Seperti glasir di permukaan keramik, aku merasakanmu sepanjang waktu.
Mataku tak lelah menatapmu, diam-diam mengabadikan senyumanmu di benakku.
Telingaku mengenali musik dalam tawamu, membuatku selalu rindu mendengar cerita-ceritamu.
Bahkan ketika kita berjauhan, aku selalu bisa membayangkanmu duduk bersisian denganku.

Seperti glasir di permukaan keramik, kepergianmu kini membungkusku dalam kelabu.
Ruang di pelukanku terasa kosong tanpa dirimu.
Dadaku selalu sesak karena tumpukan kesedihan mengenang cintamu.
Bahkan ketika aku ingin melupakanmu, bayanganmu datang untuk mengingatkan betapa besar kehilanganku.

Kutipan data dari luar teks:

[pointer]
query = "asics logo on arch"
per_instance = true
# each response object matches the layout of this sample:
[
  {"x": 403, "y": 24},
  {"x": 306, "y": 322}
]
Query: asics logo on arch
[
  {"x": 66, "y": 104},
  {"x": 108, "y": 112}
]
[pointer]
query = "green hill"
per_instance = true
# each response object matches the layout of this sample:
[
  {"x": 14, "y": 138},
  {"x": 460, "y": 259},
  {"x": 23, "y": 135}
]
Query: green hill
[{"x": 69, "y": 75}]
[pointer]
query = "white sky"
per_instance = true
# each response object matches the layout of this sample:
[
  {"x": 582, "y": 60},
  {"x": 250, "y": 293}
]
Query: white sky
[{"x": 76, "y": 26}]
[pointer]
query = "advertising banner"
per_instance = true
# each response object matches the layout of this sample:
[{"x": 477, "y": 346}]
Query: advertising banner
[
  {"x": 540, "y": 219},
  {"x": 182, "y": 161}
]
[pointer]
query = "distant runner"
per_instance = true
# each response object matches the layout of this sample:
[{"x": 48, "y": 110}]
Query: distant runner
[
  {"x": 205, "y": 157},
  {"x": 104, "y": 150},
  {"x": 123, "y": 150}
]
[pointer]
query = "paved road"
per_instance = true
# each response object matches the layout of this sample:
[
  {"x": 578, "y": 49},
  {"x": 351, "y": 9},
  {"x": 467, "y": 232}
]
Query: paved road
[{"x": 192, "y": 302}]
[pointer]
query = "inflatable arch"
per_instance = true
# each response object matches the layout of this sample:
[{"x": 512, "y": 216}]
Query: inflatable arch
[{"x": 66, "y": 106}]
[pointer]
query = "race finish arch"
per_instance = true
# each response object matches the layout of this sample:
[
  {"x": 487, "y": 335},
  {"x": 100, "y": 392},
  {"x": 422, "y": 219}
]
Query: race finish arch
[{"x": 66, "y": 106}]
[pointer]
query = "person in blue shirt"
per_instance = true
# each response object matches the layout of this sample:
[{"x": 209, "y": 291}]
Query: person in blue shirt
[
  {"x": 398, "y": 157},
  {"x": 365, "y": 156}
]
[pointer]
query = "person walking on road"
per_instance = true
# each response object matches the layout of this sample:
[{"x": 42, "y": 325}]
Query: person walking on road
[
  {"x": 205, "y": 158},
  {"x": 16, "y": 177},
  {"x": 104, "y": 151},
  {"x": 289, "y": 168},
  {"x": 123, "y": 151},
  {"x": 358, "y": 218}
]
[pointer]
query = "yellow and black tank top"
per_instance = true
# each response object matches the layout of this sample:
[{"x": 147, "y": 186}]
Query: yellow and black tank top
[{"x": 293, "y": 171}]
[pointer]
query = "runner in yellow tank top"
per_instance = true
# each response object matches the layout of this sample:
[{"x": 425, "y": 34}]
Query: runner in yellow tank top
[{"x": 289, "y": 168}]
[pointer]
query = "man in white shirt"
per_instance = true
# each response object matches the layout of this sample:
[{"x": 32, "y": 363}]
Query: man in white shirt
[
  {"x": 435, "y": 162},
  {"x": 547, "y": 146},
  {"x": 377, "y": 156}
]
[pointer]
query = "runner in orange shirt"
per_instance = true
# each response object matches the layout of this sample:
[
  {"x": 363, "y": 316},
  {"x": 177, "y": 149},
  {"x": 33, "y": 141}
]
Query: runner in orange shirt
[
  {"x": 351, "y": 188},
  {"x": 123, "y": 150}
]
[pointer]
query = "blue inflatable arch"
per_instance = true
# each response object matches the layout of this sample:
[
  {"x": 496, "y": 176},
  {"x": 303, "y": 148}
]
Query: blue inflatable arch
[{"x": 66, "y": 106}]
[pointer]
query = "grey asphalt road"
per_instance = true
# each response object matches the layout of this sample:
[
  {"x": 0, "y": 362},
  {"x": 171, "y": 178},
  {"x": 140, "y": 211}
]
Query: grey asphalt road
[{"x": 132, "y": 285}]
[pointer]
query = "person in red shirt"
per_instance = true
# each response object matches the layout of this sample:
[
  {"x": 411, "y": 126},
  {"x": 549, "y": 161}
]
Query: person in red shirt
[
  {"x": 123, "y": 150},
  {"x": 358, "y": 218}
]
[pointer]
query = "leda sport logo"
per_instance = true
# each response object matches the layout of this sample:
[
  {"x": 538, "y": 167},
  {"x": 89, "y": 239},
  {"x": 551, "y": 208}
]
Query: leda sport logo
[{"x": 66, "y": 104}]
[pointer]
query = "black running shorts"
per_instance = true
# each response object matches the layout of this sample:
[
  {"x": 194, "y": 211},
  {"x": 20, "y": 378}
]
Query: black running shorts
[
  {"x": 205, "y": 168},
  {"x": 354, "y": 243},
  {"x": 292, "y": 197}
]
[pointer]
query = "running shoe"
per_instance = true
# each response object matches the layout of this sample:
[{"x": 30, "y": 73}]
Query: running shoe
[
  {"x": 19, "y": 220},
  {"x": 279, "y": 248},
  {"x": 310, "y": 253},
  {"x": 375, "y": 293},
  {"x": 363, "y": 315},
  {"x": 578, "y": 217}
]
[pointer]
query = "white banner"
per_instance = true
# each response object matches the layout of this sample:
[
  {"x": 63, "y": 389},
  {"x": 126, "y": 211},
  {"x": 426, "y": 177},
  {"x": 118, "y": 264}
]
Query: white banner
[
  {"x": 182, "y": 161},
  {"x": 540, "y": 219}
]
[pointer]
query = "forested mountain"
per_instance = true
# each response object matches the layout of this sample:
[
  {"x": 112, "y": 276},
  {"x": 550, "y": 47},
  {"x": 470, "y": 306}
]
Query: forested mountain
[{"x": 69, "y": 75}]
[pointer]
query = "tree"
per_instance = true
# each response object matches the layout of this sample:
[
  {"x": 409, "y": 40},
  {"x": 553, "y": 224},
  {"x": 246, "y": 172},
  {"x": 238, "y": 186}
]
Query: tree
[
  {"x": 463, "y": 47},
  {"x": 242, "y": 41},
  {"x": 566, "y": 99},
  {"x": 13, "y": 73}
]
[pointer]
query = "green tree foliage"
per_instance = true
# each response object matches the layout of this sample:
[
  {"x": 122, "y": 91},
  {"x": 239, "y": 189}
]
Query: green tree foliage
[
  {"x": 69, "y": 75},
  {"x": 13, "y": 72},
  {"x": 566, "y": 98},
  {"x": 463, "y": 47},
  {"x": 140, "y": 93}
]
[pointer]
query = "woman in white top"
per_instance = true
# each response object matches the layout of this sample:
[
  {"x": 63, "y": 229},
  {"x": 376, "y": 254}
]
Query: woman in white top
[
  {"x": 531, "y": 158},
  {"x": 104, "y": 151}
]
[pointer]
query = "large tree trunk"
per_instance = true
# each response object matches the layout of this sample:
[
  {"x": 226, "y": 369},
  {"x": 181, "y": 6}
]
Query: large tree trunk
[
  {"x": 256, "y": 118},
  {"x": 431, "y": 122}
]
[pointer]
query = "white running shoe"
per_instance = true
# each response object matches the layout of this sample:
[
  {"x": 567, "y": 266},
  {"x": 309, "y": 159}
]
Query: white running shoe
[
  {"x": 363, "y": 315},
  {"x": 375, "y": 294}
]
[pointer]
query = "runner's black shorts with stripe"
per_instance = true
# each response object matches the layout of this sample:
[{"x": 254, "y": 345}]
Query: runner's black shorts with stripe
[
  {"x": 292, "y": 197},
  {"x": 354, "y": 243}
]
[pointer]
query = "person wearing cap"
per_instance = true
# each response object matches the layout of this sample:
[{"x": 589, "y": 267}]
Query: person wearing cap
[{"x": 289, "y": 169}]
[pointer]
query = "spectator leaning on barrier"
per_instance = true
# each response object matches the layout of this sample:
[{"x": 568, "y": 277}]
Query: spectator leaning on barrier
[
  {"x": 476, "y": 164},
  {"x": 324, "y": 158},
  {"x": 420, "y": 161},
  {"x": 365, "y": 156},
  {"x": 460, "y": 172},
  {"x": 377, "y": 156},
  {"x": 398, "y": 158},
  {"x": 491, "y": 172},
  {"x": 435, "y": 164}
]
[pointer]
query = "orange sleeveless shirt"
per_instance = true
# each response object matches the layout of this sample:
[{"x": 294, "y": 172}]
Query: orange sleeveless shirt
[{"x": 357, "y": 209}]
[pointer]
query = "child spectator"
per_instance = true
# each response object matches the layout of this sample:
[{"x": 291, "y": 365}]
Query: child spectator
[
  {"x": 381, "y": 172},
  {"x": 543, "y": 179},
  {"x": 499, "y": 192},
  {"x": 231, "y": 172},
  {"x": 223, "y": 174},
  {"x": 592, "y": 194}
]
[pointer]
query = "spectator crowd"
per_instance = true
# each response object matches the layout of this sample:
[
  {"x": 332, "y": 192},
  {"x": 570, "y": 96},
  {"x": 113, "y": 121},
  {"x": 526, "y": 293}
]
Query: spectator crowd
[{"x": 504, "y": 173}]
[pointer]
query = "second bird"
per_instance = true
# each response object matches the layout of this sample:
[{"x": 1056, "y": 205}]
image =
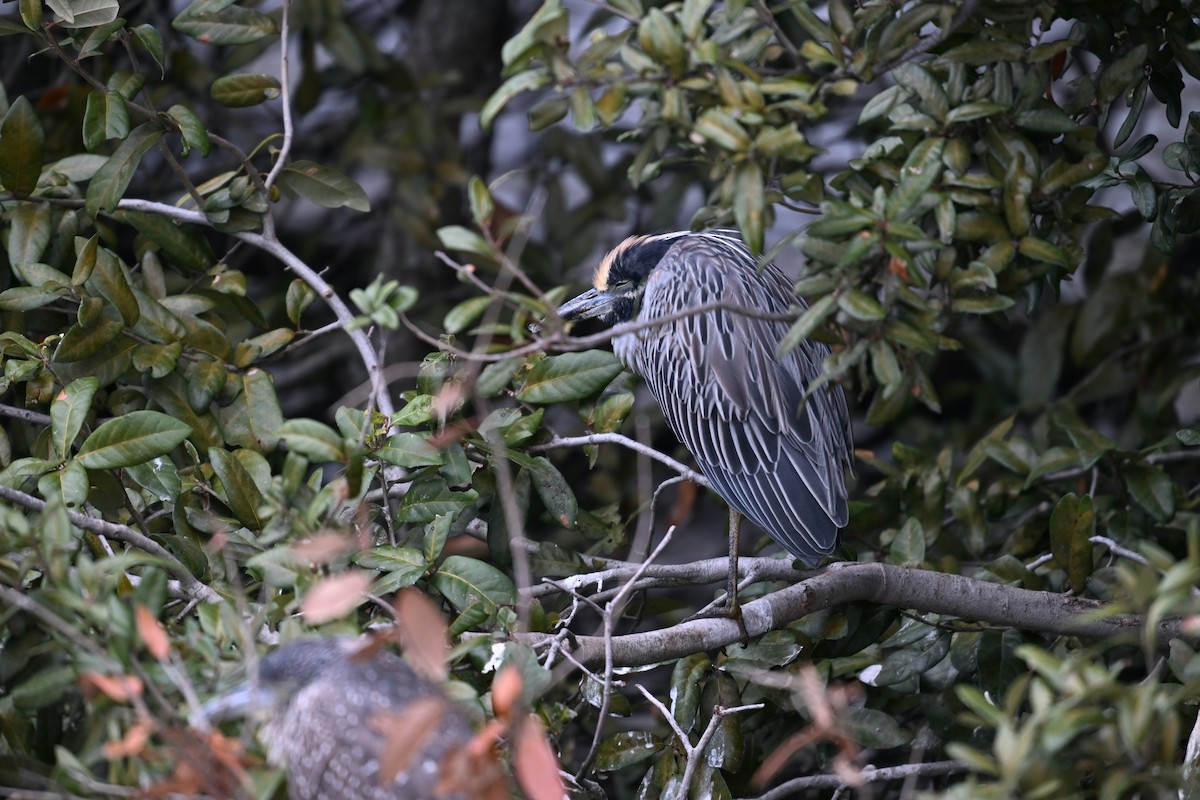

Aku menyesal telah membuatmu terluka, tapi apa dayaku?
Aku yang dulu begitu bodoh dan naif, terlambat menyadari kalau kau adalah definisi bahagiaku.


Glaze, Windry Ramadhina
Roro Raya Sejahtera, 396 halaman
ISBN 9786026074829


* * *


Saat adiknya meninggal, Kalle (baca: Kaeh) tidak tahu harus sedih atau gembira. Selama ini, pria itu selalu tidak menyukai eksistensi Eliot karena membuat dirinya tidak mendapat perhatian dari almarhum kedua orangtuanya. Namun, entah kenapa almarhum adiknya itu justru meninggalkan video berisikan pesan bahwa Kalle harus menjaga Kara, kekasih Eliot.